「心に咲く花会」樋野興夫コラム

一般社団法人がん哲学外来 理事長 樋野 興夫(順天堂大学 名誉教授)コラムです

第238回「心に咲く花会」 使命を自覚して 〜 任務を確実に果たす 〜

2023年1月20日筆者は、病理医としての病理診断業務を終えて、出版関係者と東久留米ジョナサンで旧約聖書の『ヨブ記』について面談の時を持った。『悩める時、つらい時、悲しい時』の心得ではなかろうか !? 『がん病理学者としての ことばの処方箋』が話題になった。【『病気であっても、病人ではない』、『苦悩は忍耐を、忍耐は練られた品性を、練られた品性は希望を生み出す』、『八方ふさがりでも天は開いている』】などなど。 大変充実した貴重な時となった。 副題として『ヨブに学び』の新刊が実現されたら時代的大事業となろう!

 

2023年1月21日午前中は、大田区立調布大塚小学校の校長:玉野麻衣先生の依頼で、授業と教員・保護者対象講演会(10:15-11:45)に赴く。【保護者のオンライン参加も想定して準備を進めているところです。】とのことである. 午後は『がんカフェ立川駅前特別講演会』に向かう。【タイムテーブル「先生の講演は13:35〜14:30の55分、質疑応答は、14:30〜14:40の10分。14:40〜15:20は、20分を1枠としてお二人の個人面談をお願いしたいと思っています。】とある(添付)。 筆者は、臨床医ではなく、『がんを研究する病理学者』の道を選んだ。 患者と話を始めたのは 2005年 日本で初めて順天堂大学で『アスベスト中皮腫外来』を開設したことが、人生の大きな転機になった。 外来で患者に接し、医療者と患者との『対話』の重要性を再認識し『哲学的なアプローチ』が必要だとの思いに至った。 そして2008年、順天堂大学で患者たちと語り合う対話型の『がん哲学外来』を開設した。『人間には与えられている役割や使命があります。 他人と比較したり、競争する必要はありません。 自分にしかできないことと 自分以外の誰かができることを明確にする。』と、最近、雑誌のインタビュー取材で語った。

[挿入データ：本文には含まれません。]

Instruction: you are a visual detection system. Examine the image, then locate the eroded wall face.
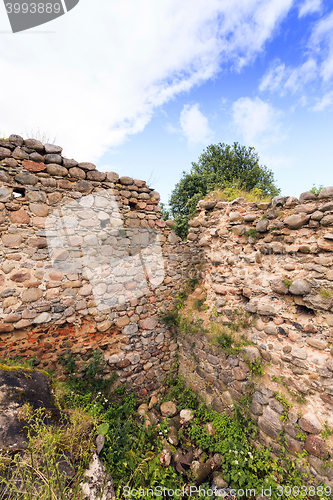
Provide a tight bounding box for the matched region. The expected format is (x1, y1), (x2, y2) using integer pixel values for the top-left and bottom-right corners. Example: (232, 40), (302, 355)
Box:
(179, 194), (333, 488)
(2, 134), (333, 485)
(0, 135), (200, 396)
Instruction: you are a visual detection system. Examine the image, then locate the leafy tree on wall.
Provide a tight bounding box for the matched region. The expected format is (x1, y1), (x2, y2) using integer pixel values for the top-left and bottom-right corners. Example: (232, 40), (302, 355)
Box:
(169, 142), (280, 239)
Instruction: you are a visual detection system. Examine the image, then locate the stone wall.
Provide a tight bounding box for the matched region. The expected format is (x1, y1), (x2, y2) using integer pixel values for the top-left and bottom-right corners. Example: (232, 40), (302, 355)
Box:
(2, 132), (333, 484)
(0, 134), (200, 396)
(178, 191), (333, 487)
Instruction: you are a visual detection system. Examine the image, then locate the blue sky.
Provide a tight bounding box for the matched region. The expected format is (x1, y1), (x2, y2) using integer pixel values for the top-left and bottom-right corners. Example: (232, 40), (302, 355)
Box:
(0, 0), (333, 204)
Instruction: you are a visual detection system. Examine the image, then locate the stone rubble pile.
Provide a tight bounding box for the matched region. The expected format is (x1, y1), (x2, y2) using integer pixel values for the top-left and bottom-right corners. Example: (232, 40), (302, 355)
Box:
(138, 399), (231, 495)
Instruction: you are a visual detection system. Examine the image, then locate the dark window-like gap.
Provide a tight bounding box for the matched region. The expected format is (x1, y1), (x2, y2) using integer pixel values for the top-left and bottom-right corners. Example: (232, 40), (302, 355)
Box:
(13, 187), (26, 198)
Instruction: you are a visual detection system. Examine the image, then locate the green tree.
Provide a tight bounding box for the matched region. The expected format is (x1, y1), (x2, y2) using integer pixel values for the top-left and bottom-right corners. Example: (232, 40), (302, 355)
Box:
(169, 142), (280, 239)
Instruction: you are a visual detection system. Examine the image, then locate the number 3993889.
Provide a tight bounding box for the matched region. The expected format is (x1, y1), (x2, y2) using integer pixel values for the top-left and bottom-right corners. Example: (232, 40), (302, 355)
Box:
(5, 3), (62, 14)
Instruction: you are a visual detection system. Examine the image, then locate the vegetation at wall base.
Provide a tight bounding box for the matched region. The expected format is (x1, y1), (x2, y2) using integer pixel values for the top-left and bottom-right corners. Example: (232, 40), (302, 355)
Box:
(169, 142), (280, 239)
(0, 357), (331, 500)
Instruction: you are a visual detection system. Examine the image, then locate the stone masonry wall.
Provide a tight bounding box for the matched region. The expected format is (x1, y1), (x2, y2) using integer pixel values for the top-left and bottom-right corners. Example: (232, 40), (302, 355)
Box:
(178, 191), (333, 488)
(2, 132), (333, 485)
(0, 134), (200, 397)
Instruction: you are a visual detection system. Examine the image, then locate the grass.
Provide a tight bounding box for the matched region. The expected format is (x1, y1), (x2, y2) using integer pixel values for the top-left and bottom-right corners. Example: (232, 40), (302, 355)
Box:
(310, 184), (323, 196)
(24, 128), (56, 144)
(193, 296), (207, 311)
(0, 358), (330, 500)
(210, 322), (252, 356)
(284, 279), (292, 288)
(0, 382), (98, 500)
(271, 375), (307, 405)
(0, 358), (52, 379)
(204, 183), (272, 204)
(245, 228), (257, 238)
(249, 358), (265, 376)
(0, 350), (119, 500)
(320, 288), (333, 299)
(227, 308), (252, 333)
(160, 275), (201, 328)
(321, 421), (333, 441)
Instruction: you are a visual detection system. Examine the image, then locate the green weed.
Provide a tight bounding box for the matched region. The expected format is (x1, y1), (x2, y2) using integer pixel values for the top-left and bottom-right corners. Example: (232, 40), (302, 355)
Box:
(310, 184), (323, 196)
(245, 229), (257, 238)
(321, 421), (333, 441)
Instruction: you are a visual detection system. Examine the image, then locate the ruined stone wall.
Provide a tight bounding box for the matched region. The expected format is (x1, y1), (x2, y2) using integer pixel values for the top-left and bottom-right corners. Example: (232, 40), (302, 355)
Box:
(3, 132), (333, 484)
(0, 134), (200, 397)
(178, 191), (333, 487)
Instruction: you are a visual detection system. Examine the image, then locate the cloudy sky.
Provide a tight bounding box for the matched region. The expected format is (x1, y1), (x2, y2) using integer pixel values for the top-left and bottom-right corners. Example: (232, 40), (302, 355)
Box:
(0, 0), (332, 203)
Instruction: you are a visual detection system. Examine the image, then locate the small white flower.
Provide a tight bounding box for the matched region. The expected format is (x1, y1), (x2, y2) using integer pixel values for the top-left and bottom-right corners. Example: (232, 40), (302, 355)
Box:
(240, 451), (244, 454)
(234, 450), (238, 455)
(233, 460), (239, 465)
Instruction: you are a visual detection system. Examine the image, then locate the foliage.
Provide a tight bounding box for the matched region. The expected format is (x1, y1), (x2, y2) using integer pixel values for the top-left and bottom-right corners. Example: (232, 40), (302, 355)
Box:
(206, 181), (271, 204)
(58, 349), (116, 397)
(0, 357), (52, 378)
(184, 399), (316, 499)
(271, 375), (307, 404)
(211, 326), (251, 356)
(99, 386), (188, 498)
(227, 308), (252, 333)
(0, 356), (330, 500)
(160, 276), (200, 328)
(320, 288), (333, 299)
(284, 279), (292, 288)
(310, 184), (323, 196)
(193, 296), (207, 311)
(169, 142), (280, 239)
(164, 375), (200, 411)
(245, 228), (257, 238)
(276, 393), (293, 422)
(249, 358), (265, 376)
(321, 421), (333, 441)
(159, 310), (179, 327)
(212, 330), (234, 351)
(0, 394), (96, 499)
(160, 203), (171, 221)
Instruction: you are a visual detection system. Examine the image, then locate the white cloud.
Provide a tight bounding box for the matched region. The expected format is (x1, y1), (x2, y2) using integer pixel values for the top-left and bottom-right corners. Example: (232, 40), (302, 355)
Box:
(310, 11), (333, 82)
(0, 0), (295, 162)
(259, 58), (317, 94)
(298, 0), (322, 17)
(260, 9), (333, 102)
(180, 104), (213, 144)
(313, 91), (333, 111)
(232, 96), (283, 144)
(260, 153), (295, 171)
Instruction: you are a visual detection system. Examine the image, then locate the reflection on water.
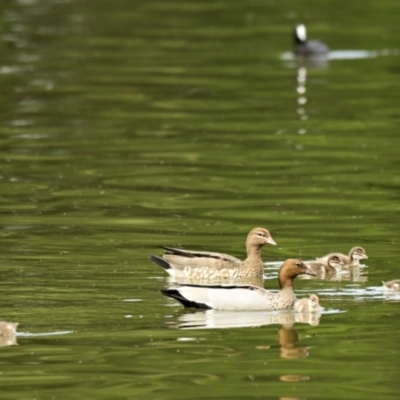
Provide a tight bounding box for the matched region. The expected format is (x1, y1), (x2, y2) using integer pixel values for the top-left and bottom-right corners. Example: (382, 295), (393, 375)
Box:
(165, 309), (321, 330)
(277, 325), (310, 359)
(281, 49), (400, 66)
(0, 0), (399, 399)
(296, 66), (308, 134)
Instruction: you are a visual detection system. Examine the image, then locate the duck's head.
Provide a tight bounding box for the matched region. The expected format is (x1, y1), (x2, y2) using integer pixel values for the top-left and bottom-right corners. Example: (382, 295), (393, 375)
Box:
(309, 294), (320, 304)
(327, 254), (346, 269)
(279, 259), (316, 288)
(246, 227), (277, 249)
(294, 24), (307, 44)
(349, 246), (368, 261)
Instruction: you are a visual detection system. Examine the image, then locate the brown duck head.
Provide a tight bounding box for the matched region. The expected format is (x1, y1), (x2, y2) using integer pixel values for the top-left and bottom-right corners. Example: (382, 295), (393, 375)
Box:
(278, 259), (316, 289)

【「正常細胞は、使命を自覚して任務を確実に果たす、自己制御と犠牲の上で生きている細胞であるが、がん細胞はこの目標を見失って、増殖することに長けた細胞に変貌しているということである = 顕微鏡でみた癌細胞の映像に裏打ちされた『哲学』=『がん細胞で起こることは人間社会でも起こる』】と【『医師は生涯書生』・『医師は社会の優越者ではない』・『医業には自己犠牲が伴う』】(吉田富三:1903-1973)は、まさに 現代にも生きる『医師の3ヶ条』であろう!